The holidays can be hard for me sometimes. Amidst the commercials featuring silver bells and white Christmas trees, there seems to be a under-dwelling feeling of sadness, somberness and anxiety that comes along with the arrival of the season. The holidays can produce a sense of longing in me that doesn’t seem to be met, no matter how white my Christmas is. It is ironic that in the season we celebrate the coming of our Lord and Savior, we feel and realize our angst and anxiety the most. It is my belief this angst is common with Advent, because Advent reminds us of a desired wholeness that only the coming of our Lord and Savior produces.

Advent is derived from the Latin word meaning “to come”. It is the name given to the season that counts the 4 Sundays leading up to Christmas Day. The coming that Advent celebrates is the prophecy by Isaiah about the arrival of a Messiah through the Davidic covenant (Isa. 7:14). At the point we learn of the name Immanuel, which means “God with us”,  Israel had not been taken captive just yet. Later in the book, after captivity and exile had taken place, Israel is expected to remember God’s promises of restoration. Their Messiah would come and would deliver them from captivity, not just physically but spiritually.

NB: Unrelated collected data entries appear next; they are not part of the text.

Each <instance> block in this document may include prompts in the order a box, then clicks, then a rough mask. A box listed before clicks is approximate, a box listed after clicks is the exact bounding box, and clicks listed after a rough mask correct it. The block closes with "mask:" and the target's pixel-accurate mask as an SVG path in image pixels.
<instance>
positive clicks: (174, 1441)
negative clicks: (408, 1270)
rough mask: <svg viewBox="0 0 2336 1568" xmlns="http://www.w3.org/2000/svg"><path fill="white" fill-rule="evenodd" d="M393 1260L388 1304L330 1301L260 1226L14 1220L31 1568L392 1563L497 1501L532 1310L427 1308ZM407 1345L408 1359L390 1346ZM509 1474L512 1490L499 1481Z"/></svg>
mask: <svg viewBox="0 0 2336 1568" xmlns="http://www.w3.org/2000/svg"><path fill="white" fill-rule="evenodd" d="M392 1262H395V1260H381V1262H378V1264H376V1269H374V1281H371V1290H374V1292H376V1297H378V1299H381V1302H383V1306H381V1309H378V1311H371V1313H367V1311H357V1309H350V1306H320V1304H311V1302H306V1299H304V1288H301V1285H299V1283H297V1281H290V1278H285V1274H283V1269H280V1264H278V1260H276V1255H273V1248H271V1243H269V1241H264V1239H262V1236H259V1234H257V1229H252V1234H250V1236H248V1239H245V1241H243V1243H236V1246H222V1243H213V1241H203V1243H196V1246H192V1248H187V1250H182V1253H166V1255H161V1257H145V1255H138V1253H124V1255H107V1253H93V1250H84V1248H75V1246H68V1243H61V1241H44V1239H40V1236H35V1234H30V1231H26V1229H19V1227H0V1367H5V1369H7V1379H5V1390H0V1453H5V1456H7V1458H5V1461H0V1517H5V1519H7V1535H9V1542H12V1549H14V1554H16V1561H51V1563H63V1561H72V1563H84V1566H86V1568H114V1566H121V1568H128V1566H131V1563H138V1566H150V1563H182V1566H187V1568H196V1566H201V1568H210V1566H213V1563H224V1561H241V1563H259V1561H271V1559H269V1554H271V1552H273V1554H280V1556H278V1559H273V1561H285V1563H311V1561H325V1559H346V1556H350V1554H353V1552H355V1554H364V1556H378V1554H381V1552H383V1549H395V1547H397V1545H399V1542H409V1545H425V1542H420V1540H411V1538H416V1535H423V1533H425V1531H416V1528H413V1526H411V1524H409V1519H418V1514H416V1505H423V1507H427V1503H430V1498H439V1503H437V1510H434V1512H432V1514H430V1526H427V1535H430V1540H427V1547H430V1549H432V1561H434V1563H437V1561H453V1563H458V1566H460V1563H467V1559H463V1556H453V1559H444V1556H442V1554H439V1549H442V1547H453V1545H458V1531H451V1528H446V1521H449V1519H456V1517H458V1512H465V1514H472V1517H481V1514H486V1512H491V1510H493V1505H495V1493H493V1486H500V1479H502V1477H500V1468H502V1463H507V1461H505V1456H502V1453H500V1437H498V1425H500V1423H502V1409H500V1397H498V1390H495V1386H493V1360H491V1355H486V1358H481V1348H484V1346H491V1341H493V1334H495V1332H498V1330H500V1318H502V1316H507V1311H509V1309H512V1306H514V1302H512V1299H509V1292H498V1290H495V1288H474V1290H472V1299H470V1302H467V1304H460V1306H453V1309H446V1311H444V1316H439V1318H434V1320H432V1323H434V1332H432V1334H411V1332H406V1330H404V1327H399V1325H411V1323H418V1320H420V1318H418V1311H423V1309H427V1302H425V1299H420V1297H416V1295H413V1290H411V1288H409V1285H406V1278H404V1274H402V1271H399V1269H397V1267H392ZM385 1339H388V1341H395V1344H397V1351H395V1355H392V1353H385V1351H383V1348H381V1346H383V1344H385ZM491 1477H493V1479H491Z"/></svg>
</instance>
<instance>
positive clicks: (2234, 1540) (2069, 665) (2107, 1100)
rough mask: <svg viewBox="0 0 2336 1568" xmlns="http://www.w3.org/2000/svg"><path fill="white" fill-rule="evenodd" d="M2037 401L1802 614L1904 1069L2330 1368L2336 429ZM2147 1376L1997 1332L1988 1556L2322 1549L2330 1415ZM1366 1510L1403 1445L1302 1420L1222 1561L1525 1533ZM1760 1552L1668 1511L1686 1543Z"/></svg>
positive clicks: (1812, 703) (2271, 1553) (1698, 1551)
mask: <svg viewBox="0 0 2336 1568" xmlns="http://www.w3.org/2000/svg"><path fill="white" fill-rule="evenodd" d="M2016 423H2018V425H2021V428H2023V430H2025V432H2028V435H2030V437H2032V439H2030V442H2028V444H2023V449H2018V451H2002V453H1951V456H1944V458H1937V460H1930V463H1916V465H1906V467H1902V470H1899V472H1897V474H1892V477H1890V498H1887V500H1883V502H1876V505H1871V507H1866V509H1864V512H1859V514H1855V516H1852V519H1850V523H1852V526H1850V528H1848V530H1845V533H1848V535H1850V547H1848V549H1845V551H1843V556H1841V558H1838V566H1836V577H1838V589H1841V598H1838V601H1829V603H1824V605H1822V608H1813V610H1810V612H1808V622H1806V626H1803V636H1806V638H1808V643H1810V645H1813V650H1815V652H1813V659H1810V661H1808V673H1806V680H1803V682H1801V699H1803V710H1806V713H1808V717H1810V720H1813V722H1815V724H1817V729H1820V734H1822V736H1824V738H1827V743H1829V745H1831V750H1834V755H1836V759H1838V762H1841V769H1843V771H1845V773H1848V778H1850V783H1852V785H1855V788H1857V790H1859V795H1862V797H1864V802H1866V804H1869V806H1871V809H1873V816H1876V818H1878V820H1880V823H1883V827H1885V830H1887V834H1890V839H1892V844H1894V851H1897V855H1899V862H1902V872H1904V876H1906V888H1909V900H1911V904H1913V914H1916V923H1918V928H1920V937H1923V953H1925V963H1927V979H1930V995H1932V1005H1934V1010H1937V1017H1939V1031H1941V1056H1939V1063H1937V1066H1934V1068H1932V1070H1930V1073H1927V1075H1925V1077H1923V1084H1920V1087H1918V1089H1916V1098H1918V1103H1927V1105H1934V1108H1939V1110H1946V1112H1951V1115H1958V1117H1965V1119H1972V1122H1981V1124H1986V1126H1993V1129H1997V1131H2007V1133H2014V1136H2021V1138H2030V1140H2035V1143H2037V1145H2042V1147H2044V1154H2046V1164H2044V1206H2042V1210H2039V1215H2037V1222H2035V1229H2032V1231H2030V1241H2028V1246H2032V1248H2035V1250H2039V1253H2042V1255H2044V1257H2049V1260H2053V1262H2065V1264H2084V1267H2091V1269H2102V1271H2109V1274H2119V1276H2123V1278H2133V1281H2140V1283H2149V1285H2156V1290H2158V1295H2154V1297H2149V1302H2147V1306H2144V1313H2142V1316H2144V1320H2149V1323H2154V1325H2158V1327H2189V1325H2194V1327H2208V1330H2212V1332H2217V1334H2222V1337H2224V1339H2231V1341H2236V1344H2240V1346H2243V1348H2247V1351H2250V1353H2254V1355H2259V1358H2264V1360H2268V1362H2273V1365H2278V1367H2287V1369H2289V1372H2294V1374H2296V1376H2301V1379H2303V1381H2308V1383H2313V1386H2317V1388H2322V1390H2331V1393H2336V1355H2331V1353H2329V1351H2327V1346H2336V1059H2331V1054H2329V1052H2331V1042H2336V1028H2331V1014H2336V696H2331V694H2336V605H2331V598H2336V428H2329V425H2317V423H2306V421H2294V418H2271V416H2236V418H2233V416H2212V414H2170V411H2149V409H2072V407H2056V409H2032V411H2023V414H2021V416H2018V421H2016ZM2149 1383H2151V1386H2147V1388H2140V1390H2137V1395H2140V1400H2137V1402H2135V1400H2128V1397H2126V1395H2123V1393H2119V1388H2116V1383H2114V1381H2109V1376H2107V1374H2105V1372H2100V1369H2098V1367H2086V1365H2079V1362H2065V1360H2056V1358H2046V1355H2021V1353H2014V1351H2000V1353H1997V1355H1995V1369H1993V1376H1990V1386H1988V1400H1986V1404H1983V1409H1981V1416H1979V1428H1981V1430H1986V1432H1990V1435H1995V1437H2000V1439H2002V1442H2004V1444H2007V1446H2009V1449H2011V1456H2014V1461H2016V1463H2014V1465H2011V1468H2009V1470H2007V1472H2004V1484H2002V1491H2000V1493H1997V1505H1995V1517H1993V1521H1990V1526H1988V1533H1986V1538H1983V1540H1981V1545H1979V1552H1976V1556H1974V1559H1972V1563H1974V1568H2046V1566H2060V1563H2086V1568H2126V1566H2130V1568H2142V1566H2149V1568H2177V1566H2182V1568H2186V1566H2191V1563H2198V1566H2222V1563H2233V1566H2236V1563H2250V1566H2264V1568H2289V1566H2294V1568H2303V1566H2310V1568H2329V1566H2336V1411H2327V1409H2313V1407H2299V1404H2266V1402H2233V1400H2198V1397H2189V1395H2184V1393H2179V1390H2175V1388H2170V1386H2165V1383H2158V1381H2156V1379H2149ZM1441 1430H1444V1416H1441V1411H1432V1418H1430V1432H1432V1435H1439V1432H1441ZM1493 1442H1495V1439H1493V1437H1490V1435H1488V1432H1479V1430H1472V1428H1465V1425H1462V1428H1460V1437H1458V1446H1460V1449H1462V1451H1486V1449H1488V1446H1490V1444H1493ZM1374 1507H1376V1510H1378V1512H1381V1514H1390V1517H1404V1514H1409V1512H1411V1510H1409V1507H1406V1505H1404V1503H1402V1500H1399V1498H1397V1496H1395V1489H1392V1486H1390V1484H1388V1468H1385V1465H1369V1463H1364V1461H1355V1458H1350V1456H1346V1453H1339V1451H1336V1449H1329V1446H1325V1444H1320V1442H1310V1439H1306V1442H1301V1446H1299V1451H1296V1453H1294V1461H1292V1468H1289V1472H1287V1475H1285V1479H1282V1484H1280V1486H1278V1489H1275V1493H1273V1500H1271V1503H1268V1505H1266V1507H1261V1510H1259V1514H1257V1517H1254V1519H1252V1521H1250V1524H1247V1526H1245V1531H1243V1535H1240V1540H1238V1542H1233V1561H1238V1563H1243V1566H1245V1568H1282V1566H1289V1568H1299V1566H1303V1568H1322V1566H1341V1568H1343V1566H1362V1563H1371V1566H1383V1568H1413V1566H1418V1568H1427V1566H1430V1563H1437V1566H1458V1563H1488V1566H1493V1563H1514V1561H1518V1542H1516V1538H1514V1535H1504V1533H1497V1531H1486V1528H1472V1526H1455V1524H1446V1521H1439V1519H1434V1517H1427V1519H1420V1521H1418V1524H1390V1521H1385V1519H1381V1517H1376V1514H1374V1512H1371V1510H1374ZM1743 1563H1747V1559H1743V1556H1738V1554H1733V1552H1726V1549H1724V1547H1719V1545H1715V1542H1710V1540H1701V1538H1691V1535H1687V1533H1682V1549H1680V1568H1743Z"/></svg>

For every coming, every Advent, there is a waiting. For Israel, their Advent waiting was almost 800 years after the prophecy. I believe the waiting was filled with seasons of longing, anxiety, and angst that only the coming of the Messiah could fix. And when this Messiah came, He fulfilled everything promised us (Matt. 1:22-23). He righted our wrongs with God, the Father (Romans 5:1); He lived a perfect life and His righteousness is attributed to us (Romans 5:17); He showed us the Father and bridged the sinful chasm that separated us from Him (Col. 1:21-22). With the Coming of Jesus, the longing should have been fulfilled. And even so, as present day believers, our Advents are still filled with a longing that doesn’t seem to be shaken off easily. Are we still waiting? And if so, for what?

This idea of waiting and longing is why one of my favorite Christmas songs ever written is “O Come, O Come Emmanuel.” It captures the waiting beautifully.

O come, O come, Immanuel,
and ransom captive Israel
that mourns in lonely exile here
until the Son of God appears

During the holidays, it doesn’t take much to feel like a lonely exile. As believers, we are sojourners in the earth, every day getting closer to glory and seeing our Savior face-to-face, but not quite there yet.

It is my belief that the reason we still feel an angst in this season is because it reminds us that although we are purchased and perfected in the eyes of God, we still must journey through this life without being made holistically perfect just yet. 2 Corinthians 5:2 says that our soul groans as we long to be perfected. There are still voids and holes in our being that won’t be filled until the other side of glory. And it is in the recognition of these internal gaps that we feel the need and long for the completion of Shalom. Our Advent waiting, then, is not only a reflection of the Lord’s first coming, but an eschatological expectancy of the Lord’s Second Coming. So how do we deal with this angst, this incompletely fulfilled longing that produces anxiety? We rejoice and we believe.

Rejoicing is the last thing I want to do when I’m struggling with anxiety, and belief seems impossible in those seasons. But while these may seem impossible, there are plenty of promises that make them doable. For one, although we are not complete now, we will be complete one day, for we serve a God who will see His work to completion (Phil. 1:6). Though we suffer with anxiety and angst, we do not suffer alone as we serve a God who never leaves nor forsakes us (Joshua 1:5, 9). When it may seem hard to trust in God’s promises, remember the reason for Advent is to be reminded that God did keep his promise, His promise to deliver His children from exile — physically and spiritually! He promised us a Savior and He delivered on that promise. His character can be trusted high above our feelings, and even higher above what any Christmas gift could ever promise you.

The Lord knows we are a creation begging for full restoration. He knows His physical creation groans inwardly with us as we look for the day where all things are made new, where Heaven meets Earth permanently and our God dwells here with us eternally. Our souls long for this day; and every holiday season that tries to promise this falls severely short. And so our souls continues to ache. It is riddled with impatience, anxiety, and angst. And yet, we rejoice. Our Emmanuel has come and is coming again. His Holy Spirit lives in the hearts of the Father’s children now and points us towards the coming restoration. So, even amid your inner turmoil, be encouraged this Advent season. Your fullness of joy is coming.